"You wish it?" Adrian exclaimed, swift to detect every shade of meaning in her voice. "Because, if not, there is no reason why you should. If you hadn't said just now you wanted to go——"

She drew one hand away and turned a little aside. "I know," she said, "I did say it. Really and truly I don't want to go; it makes me uncomfortable to think about him, but I want to have been."

"Get it over then. Ask, and come away as quickly as you can."

"To-morrow?" said Barbara. "I thought, perhaps, as aunt was not going with us about those photograph frames, that to-morrow might do. I couldn't go with aunt."

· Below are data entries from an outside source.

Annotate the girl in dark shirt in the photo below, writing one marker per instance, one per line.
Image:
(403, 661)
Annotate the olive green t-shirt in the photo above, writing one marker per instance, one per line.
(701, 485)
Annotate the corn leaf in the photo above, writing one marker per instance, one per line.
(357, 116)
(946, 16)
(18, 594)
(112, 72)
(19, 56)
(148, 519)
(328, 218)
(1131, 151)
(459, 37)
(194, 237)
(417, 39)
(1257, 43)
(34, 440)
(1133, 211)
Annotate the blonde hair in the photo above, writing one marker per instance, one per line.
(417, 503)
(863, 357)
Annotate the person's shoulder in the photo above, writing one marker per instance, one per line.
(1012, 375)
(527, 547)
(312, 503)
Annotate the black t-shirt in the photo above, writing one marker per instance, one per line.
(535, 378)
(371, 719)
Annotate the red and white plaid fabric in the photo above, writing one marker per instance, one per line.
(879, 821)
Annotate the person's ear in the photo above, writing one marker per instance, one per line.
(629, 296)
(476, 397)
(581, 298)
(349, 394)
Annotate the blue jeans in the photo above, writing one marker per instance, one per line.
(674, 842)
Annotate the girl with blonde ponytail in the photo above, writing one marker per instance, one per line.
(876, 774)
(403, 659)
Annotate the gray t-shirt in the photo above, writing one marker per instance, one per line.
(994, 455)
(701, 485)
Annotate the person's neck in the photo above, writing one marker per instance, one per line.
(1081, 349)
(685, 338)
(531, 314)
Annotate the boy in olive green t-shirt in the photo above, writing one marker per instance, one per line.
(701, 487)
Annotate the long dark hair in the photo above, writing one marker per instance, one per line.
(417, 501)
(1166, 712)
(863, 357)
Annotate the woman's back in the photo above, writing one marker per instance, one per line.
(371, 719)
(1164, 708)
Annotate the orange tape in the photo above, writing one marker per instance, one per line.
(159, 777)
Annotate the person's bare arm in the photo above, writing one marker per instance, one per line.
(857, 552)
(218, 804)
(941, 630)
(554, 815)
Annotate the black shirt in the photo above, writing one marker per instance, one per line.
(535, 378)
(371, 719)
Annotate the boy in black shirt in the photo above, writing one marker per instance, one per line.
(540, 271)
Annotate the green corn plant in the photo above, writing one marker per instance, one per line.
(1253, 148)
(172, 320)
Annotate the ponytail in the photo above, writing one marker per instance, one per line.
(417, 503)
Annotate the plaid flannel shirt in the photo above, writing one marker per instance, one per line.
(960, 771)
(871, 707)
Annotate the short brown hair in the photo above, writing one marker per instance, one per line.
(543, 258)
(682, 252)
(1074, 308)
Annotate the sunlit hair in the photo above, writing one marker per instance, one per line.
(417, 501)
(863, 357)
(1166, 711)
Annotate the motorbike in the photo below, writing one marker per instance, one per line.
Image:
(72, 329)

"You have thought of everything. Go on."

"You might put me into a cab after we leave the shop," she continued. "I think that would be best. I would go and just inquire, and then come straight on here. I don't want to explain to anybody, and if you say it is all right——"

"Why, it is all right, of course. That's settled then," said Adrian.

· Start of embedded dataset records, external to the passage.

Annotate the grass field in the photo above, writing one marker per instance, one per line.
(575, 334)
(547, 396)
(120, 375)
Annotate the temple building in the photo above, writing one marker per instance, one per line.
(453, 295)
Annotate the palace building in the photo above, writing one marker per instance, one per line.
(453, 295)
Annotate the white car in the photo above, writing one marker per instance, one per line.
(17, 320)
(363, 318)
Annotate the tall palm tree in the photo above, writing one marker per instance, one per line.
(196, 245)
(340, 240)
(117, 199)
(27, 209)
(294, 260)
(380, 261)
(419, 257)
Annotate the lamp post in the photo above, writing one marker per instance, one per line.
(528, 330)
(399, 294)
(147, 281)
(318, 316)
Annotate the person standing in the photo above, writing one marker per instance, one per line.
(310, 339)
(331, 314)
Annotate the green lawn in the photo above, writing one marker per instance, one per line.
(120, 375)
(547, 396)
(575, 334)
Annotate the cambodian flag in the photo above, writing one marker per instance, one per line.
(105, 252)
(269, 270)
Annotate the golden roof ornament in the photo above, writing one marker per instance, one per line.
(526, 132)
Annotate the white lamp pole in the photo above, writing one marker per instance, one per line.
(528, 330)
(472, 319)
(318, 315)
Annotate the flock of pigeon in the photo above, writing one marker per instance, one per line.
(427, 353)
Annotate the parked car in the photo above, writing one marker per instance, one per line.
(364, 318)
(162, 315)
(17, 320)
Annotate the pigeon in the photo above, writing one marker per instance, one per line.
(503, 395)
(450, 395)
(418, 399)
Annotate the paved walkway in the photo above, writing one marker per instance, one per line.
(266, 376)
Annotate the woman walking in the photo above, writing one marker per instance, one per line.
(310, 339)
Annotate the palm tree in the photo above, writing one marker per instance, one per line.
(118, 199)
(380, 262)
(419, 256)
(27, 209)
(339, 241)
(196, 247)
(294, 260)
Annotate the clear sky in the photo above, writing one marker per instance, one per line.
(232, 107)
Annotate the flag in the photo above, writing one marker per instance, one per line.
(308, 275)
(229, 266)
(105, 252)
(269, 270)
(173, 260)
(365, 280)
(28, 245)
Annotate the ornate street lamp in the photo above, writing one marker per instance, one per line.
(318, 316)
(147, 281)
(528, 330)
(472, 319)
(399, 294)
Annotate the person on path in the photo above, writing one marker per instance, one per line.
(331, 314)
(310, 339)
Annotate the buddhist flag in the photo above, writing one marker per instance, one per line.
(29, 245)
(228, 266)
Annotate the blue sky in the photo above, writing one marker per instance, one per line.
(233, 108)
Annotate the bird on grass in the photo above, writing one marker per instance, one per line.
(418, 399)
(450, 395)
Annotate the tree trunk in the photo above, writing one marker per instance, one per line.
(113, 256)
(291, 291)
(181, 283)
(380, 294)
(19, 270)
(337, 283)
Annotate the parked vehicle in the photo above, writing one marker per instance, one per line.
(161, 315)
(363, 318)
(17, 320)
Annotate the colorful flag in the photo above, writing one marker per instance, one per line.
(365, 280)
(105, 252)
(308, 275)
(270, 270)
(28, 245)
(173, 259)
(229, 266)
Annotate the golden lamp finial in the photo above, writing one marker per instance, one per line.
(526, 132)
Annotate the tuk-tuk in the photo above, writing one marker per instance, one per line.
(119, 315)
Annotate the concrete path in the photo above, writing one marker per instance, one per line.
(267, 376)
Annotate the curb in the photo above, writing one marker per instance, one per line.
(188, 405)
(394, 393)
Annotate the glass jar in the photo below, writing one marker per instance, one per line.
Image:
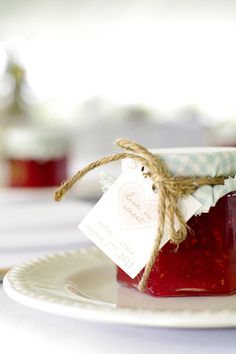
(205, 263)
(35, 157)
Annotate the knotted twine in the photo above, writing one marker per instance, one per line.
(170, 190)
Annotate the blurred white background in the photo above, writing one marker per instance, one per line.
(74, 75)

The next day was dreary even for late November. Adrian and Barbara passed through the frame-maker's door into an outer gloom, chilly and acrid with a touch of fog, and variegated with slowly-descending blacks. Everything was dirty and damp. There were gas-lights in the shop windows of a dim tawny yellow.

Scarlett looked right and left at the sodden street and then upward in the direction of the sky. "This isn't very nice," he said; "hadn't we better go straight home?"